You are viewing a plain text version of this content. The canonical link for it is here.

Posted to solr-user@lucene.apache.org by Ali Nazemian <al...@gmail.com> on 2015/03/23 20:07:23 UTC

Custom updateProcessor for purpose of extracting interesting terms at index time

Dear All,
Hi,
I wrote a customize updateProcessorFactory for the purpose of extracting
interesting terms at index time an putting them in a new field. Since I use
MLT interesting terms for this purpose, I have to make sure that the added
document exists in index or not. If it was indexed before there is no
problem for MLT interesting terms. But if it is a new document I have to
index this document before calling MLT interesting terms.
Here is a small part of my code that ran me into problem:

if (!isDocIndexed(cmd.getIndexedId())) {
          // Do not extract keyword since it is not indexed yet
          super.processAdd(cmd);
          processAdd(cmd);
          return;
        }

My problem is the core.getRealtimeSearcher() method does not change after
calling super.processAdd(cmd). Therefore such part of code causes infinite
loop! Would you please guide me how can I make sure that my custom
updateProcessorFactory run at the end of indexing process. (in order to
using MLT interesting terms without having concern about the existence of
document in index.

Best regards.
-- 
A.Nazemian

Re: Custom updateProcessor for purpose of extracting interesting terms at index time

Posted by Ali Nazemian <al...@gmail.com>.

Dear Alex,
Hi,
I am not sure about what would be the best way of doing such process, Would
you please provide me some detail example about doing that on commit? like
spell checker that you mentioned?
Is is possible to do that using a custom analyzer on a copy field? In order
to use MLT interesting terms I should have access to SolrIndexSearcher. I
am not sure that can I have access to SolrIndexSearcher in analyzer or not?

Best regards.


On Mon, Mar 23, 2015 at 11:51 PM, Alexandre Rafalovitch <ar...@gmail.com>
wrote:

> So, for a new document. You want to index the document, then read it,
> then add keywords and index again? This does sound like an infinite
> loop. Not sure there is a solution for this approach.
>
> You sure you cannot do it like spell checker does with compiling a
> side-car index on commit? Or even with some sort of periodic trigger
> and update command issues on previously indexed but not post-processed
> documents.
>
> Regards,
>    Alex.
> ----
> Solr Analyzers, Tokenizers, Filters, URPs and even a newsletter:
> http://www.solr-start.com/
>
>
> On 23 March 2015 at 15:07, Ali Nazemian <al...@gmail.com> wrote:
> > Dear All,
> > Hi,
> > I wrote a customize updateProcessorFactory for the purpose of extracting
> > interesting terms at index time an putting them in a new field. Since I
> use
> > MLT interesting terms for this purpose, I have to make sure that the
> added
> > document exists in index or not. If it was indexed before there is no
> > problem for MLT interesting terms. But if it is a new document I have to
> > index this document before calling MLT interesting terms.
> > Here is a small part of my code that ran me into problem:
> >
> > if (!isDocIndexed(cmd.getIndexedId())) {
> >           // Do not extract keyword since it is not indexed yet
> >           super.processAdd(cmd);
> >           processAdd(cmd);
> >           return;
> >         }
> >
> > My problem is the core.getRealtimeSearcher() method does not change after
> > calling super.processAdd(cmd). Therefore such part of code causes
> infinite
> > loop! Would you please guide me how can I make sure that my custom
> > updateProcessorFactory run at the end of indexing process. (in order to
> > using MLT interesting terms without having concern about the existence of
> > document in index.
> >
> > Best regards.
> > --
> > A.Nazemian
>



-- 
A.Nazemian

Re: Custom updateProcessor for purpose of extracting interesting terms at index time

Posted by Alexandre Rafalovitch <ar...@gmail.com>.

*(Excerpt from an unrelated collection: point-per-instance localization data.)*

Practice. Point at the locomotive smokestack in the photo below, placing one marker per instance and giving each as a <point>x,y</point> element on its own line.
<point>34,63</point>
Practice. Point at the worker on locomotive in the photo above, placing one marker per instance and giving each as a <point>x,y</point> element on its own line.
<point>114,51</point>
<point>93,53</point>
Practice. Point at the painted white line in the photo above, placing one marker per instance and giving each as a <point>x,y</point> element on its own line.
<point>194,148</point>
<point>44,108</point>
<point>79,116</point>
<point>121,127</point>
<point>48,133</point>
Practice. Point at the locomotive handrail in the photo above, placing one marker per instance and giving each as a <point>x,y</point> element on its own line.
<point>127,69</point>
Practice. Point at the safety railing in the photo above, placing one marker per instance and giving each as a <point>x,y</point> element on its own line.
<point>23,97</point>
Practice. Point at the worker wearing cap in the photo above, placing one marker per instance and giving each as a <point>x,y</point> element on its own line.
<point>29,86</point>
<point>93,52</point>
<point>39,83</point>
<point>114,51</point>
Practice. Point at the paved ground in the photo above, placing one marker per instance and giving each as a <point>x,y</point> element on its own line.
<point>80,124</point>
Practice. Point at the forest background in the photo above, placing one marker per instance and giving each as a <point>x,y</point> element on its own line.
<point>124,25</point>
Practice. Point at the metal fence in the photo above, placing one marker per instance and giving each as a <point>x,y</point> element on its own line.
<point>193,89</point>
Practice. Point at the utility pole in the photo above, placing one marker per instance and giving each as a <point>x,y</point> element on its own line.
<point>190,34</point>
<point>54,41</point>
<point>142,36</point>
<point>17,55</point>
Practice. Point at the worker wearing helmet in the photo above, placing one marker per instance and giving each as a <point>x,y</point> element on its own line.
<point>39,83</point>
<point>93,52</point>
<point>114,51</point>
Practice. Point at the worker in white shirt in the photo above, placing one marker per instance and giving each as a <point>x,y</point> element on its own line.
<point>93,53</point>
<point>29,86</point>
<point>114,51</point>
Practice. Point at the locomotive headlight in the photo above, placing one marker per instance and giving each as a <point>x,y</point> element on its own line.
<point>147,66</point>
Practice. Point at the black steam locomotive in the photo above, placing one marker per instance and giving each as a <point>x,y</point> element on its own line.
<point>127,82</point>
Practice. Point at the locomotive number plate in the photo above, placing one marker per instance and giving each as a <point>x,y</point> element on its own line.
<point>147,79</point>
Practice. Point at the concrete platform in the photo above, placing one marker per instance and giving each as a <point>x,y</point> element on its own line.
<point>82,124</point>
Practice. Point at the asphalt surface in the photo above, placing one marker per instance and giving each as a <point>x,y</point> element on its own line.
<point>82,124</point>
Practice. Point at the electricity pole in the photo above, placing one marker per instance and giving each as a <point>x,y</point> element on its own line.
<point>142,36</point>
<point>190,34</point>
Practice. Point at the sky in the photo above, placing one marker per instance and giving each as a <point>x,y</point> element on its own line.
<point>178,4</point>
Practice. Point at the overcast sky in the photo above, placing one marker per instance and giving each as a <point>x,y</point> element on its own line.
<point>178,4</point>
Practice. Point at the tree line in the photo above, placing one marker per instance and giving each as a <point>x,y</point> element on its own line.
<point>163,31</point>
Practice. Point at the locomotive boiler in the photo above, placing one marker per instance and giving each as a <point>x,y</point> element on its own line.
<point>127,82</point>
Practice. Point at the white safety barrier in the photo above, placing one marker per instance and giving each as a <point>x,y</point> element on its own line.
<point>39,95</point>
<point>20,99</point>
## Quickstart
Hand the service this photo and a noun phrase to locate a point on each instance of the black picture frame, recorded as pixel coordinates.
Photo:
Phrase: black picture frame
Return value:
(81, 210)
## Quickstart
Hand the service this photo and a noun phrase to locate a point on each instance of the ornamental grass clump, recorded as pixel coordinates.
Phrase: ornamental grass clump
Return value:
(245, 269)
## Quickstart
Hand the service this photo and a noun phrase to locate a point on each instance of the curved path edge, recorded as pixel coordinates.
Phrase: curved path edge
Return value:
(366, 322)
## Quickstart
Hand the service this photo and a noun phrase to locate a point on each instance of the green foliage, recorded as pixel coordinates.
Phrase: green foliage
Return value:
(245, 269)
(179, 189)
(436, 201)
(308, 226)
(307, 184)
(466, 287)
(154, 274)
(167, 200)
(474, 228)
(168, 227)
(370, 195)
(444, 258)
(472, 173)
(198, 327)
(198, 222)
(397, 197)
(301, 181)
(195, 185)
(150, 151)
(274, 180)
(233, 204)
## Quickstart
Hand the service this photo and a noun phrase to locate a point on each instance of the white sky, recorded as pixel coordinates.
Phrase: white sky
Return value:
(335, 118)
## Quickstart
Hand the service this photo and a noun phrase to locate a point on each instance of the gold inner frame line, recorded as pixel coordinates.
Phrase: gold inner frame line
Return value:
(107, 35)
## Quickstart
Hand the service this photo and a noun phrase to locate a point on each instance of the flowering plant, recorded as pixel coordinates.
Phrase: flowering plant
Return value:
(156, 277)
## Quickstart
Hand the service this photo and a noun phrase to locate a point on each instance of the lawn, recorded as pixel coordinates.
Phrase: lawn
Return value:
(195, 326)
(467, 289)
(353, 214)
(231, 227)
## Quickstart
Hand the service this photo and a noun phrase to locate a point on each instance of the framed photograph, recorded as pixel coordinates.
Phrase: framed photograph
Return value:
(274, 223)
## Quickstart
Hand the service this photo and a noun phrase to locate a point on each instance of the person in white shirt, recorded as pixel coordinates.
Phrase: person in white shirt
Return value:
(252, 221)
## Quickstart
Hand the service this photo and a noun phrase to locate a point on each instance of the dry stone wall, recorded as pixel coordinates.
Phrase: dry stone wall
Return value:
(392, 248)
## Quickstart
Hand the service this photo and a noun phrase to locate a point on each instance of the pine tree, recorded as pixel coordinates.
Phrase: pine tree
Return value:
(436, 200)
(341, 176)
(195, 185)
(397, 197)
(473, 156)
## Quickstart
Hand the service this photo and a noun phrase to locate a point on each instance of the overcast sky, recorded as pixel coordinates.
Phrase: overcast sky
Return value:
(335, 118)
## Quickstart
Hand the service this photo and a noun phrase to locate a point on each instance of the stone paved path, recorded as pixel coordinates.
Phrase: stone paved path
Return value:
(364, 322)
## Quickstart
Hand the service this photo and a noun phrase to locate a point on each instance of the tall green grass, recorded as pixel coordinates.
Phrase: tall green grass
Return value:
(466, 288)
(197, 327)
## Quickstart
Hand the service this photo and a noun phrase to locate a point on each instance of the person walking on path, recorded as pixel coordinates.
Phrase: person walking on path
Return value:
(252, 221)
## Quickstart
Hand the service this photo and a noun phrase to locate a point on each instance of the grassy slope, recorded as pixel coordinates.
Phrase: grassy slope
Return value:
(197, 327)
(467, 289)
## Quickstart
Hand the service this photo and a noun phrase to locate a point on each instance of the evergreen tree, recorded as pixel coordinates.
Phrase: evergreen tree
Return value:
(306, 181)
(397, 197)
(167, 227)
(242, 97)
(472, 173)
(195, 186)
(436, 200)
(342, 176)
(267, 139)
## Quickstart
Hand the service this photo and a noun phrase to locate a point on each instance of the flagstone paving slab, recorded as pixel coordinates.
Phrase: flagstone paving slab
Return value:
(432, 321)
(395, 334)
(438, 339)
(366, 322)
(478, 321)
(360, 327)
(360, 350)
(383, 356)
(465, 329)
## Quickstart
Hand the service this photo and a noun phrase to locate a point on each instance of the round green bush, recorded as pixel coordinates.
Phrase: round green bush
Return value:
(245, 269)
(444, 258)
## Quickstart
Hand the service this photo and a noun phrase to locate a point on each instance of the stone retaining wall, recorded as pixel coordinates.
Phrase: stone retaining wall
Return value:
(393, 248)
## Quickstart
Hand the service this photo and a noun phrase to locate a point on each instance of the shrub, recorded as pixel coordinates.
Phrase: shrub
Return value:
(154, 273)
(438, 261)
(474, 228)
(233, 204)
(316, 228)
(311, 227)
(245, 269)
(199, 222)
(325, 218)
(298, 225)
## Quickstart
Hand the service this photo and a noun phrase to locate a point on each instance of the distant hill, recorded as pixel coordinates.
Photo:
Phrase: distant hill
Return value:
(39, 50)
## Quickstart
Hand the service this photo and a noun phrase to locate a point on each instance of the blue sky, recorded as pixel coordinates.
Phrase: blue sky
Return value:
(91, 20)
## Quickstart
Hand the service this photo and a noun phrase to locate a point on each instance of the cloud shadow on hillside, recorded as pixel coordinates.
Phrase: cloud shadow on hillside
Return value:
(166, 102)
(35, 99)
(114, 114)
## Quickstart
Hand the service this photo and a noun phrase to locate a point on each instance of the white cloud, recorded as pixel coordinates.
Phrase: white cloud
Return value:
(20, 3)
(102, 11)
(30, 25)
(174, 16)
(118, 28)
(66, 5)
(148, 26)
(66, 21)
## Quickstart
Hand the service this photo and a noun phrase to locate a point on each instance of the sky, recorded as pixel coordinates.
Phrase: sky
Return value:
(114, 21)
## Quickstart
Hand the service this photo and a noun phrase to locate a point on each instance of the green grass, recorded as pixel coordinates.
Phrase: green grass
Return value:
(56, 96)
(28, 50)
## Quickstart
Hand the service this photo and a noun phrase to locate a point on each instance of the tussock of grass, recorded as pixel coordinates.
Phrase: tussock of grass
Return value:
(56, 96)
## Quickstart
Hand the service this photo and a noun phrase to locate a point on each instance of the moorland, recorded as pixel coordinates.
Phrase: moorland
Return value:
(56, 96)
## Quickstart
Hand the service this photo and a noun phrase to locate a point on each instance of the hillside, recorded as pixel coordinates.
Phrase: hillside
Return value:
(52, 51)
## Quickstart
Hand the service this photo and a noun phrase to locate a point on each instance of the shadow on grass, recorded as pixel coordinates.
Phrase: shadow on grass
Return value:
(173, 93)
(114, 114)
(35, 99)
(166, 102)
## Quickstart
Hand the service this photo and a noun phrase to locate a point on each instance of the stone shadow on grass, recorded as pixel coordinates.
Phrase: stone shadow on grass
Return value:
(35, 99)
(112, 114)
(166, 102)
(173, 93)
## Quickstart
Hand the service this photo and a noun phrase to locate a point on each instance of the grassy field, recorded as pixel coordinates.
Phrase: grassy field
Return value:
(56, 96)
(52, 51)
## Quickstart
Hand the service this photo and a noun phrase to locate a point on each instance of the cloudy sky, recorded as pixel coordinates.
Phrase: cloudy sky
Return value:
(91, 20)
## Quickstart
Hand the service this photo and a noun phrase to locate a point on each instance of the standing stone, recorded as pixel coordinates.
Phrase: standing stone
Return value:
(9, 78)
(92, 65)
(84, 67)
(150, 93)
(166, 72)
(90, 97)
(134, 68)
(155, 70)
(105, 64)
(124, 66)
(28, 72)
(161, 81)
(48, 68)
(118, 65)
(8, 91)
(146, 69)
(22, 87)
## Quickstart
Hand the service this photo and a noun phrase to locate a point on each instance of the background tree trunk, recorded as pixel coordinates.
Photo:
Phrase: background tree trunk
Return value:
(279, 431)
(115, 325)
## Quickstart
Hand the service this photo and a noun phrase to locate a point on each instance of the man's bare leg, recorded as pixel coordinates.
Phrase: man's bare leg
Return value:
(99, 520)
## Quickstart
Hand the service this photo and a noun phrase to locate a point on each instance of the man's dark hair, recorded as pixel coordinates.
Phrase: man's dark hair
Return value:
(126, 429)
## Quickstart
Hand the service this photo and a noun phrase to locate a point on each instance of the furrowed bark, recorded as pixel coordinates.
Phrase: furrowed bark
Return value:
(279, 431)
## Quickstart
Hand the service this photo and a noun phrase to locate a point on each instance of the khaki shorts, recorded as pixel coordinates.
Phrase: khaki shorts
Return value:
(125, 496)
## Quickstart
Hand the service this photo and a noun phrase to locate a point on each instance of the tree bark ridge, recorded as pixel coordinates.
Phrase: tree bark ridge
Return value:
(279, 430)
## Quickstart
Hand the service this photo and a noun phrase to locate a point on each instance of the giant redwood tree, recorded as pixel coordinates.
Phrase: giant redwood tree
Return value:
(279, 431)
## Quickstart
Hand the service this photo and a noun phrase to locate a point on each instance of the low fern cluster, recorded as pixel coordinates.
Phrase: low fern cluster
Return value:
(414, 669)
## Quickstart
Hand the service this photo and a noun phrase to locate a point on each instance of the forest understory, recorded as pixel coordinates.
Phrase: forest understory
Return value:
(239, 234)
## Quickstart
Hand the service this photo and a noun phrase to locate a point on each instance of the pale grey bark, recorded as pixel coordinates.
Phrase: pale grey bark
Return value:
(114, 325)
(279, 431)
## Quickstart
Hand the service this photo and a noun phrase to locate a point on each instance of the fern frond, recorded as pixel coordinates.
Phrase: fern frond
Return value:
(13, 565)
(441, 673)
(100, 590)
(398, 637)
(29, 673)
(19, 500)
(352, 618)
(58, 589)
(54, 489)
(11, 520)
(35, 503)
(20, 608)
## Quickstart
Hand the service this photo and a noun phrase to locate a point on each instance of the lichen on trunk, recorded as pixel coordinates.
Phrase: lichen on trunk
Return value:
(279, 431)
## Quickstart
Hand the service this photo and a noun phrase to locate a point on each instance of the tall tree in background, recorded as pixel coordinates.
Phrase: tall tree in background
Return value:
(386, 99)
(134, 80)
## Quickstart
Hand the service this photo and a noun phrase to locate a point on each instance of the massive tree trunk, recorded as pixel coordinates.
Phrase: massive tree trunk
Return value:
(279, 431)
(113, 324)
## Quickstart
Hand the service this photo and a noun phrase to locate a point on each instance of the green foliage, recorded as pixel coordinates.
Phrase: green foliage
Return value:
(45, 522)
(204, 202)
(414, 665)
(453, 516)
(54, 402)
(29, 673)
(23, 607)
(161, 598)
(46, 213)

So, for a new document. You want to index the document, then read it,
then add keywords and index again? This does sound like an infinite
loop. Not sure there is a solution for this approach.

You sure you cannot do it like spell checker does with compiling a
side-car index on commit? Or even with some sort of periodic trigger
and update command issues on previously indexed but not post-processed
documents.

Regards,
   Alex.
----
Solr Analyzers, Tokenizers, Filters, URPs and even a newsletter:
http://www.solr-start.com/


On 23 March 2015 at 15:07, Ali Nazemian <al...@gmail.com> wrote:
> Dear All,
> Hi,
> I wrote a customize updateProcessorFactory for the purpose of extracting
> interesting terms at index time an putting them in a new field. Since I use
> MLT interesting terms for this purpose, I have to make sure that the added
> document exists in index or not. If it was indexed before there is no
> problem for MLT interesting terms. But if it is a new document I have to
> index this document before calling MLT interesting terms.
> Here is a small part of my code that ran me into problem:
>
> if (!isDocIndexed(cmd.getIndexedId())) {
>           // Do not extract keyword since it is not indexed yet
>           super.processAdd(cmd);
>           processAdd(cmd);
>           return;
>         }
>
> My problem is the core.getRealtimeSearcher() method does not change after
> calling super.processAdd(cmd). Therefore such part of code causes infinite
> loop! Would you please guide me how can I make sure that my custom
> updateProcessorFactory run at the end of indexing process. (in order to
> using MLT interesting terms without having concern about the existence of
> document in index.
>
> Best regards.
> --
> A.Nazemian